When I phone chefs to inquire about the details of a particular menu item, every so often in the conversation, they will toss in the word “dumb.” What? Talented culinarians with years of kitchen training and experience — the same folks who create dishes that become so signature that we beg and plead for them not to ever be taken off the menu — calling their dish “dumb”?

What they mean, I think, is that the dish is simple, uncomplicated or perhaps requiring few ingredients. For all of us pressed to get food on the table, none of that is dumb in the least.

I solved my Easter brunch conundrum in the eleventh hour with the easy crowd-pleaser of ham and egg baskets. Grab a muffin tin. Drape a thin ham slice over each cup, crack an egg on top and let it fall into the cup. Season with a crank of pepper and a pinch of salt. Bake it in a 350-degree oven for 20 minutes, or until the yolk is barely set. It's so simple it borders on stupid. But people love it. And it's fast. So, let's call it smart.

Recently, Mihoko Obunai, executive chef for soon-to-open ramen joint Nexto, described to me a brunch recipe she makes for her kids. It involves cooking grits, pureeing kimchee and swirling that into the grains for a Southern-Asian marriage of kimchee grits. She tops it with a soft-poached egg, a bit of Parmesan and a dash of hot sauce. Sometimes, she’ll serve it with bacon on the side. “It’s not very fancy,” Obunai said.

Who cares if it’s not fancy. That sounds delicious — and doable for even a novice cook.

While grits is rather new to Obunai, who was raised in Tokyo, lived in California as a high school exchange student, and got her culinary degree in New York before moving to the South in the early 2000s, the kimchee and egg on top are very much rooted in her childhood. The nonfancy dishes we love frequently hail from our younger days.

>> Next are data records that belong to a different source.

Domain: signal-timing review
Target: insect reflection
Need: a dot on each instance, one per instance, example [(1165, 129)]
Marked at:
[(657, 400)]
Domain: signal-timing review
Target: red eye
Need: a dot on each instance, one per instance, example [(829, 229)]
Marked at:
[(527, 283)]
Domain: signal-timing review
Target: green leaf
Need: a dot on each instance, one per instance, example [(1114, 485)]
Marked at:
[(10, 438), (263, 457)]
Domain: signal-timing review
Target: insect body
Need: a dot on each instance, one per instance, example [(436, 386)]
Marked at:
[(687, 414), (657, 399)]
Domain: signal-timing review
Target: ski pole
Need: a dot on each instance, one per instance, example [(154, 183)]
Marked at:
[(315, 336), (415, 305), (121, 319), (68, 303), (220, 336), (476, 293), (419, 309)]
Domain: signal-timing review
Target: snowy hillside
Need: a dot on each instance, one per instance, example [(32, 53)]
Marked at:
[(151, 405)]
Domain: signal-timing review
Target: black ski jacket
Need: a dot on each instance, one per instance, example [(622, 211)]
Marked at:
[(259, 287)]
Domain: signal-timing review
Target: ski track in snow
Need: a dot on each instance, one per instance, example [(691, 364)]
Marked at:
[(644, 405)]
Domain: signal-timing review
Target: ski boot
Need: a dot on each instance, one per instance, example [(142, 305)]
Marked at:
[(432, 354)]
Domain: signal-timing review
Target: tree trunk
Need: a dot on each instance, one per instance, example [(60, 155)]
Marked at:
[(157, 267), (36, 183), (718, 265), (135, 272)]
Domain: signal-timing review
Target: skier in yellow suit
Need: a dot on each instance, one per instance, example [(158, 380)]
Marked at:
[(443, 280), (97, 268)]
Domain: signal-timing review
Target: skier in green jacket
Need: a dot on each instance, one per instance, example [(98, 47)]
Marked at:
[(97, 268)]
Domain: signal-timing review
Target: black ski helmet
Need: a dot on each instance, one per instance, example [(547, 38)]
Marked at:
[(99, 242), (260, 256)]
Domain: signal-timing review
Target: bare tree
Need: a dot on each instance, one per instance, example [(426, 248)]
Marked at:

The dumb dish of my childhood has to be my dad’s fried bologna sandwiches. He periodically made them Saturday afternoons, the one weekly meal my mom did not orchestrate. I remember consuming these hot sandwiches on Saturdays when morning chores were done. The smell of fried bologna was horrid to me then; now I approach it with fondness. I also pay attention to the frying part, like my dad did. The bologna isn’t ready until the round ends are browned enough that it begins to curl up on itself.

If there’s one recipe I learned to master during my college days living in Spain, it’s the comfort dish that is a Spanish potato omelet. I’ve pulled together many a brunch or dinner by pulling the tortilla espanola out of my culinary back pocket. A straightforward, hearty dish of eggs and potatoes, I love making it because there is the zen of slicing spuds into thin disks, the patience of cooking eggs low and slow, the deliberateness of keeping a steady hand when flipping the omelet.

My husband has his comfort foods, too. Tops among the unfussy ones has to be gizzards and hearts. He grew up with them and, whatever I might think about gizzards and hearts, they are great in his book. He and his siblings even used vie with his father over the hearts. So, when I opened the fridge recently to see a plastic carton of fresh gizzards and hearts, I knew Joe was pining for a taste of home.

I fried those poultry pieces right up. I think they made him a bit happier. Thinking back, I should have given him a two-fer dumb-dish dinner by also making his mom’s Stuck Together Rice.

Take cooked rice. Stir in enough whisked eggs to coat it, plus a generous helping of Parmesan cheese, diced ham if you’ve got it, and salt and pepper to taste. Bake it at 350 degrees like a casserole until it feels right.

Stuck Together Rice is a dish that my mother-in-law grew up eating. Her parents hailed from the tiny mountain village of Pietraroja in the Campania region of southern Italy. They emigrated separately, but settled in the same city and ultimately got married. I don’t know the real origin of Stuck Together Rice. It’s sort of a casserole version of the Italian rice balls known as arancini. It does, however, seem fitting that it is attributed to Grandpa and Grandma Manzelli. They found one another and, well, they stuck together.

Beloved dishes might be plain. They might be simple. But they aren’t dumb. And aren’t we lucky to be stuck with them?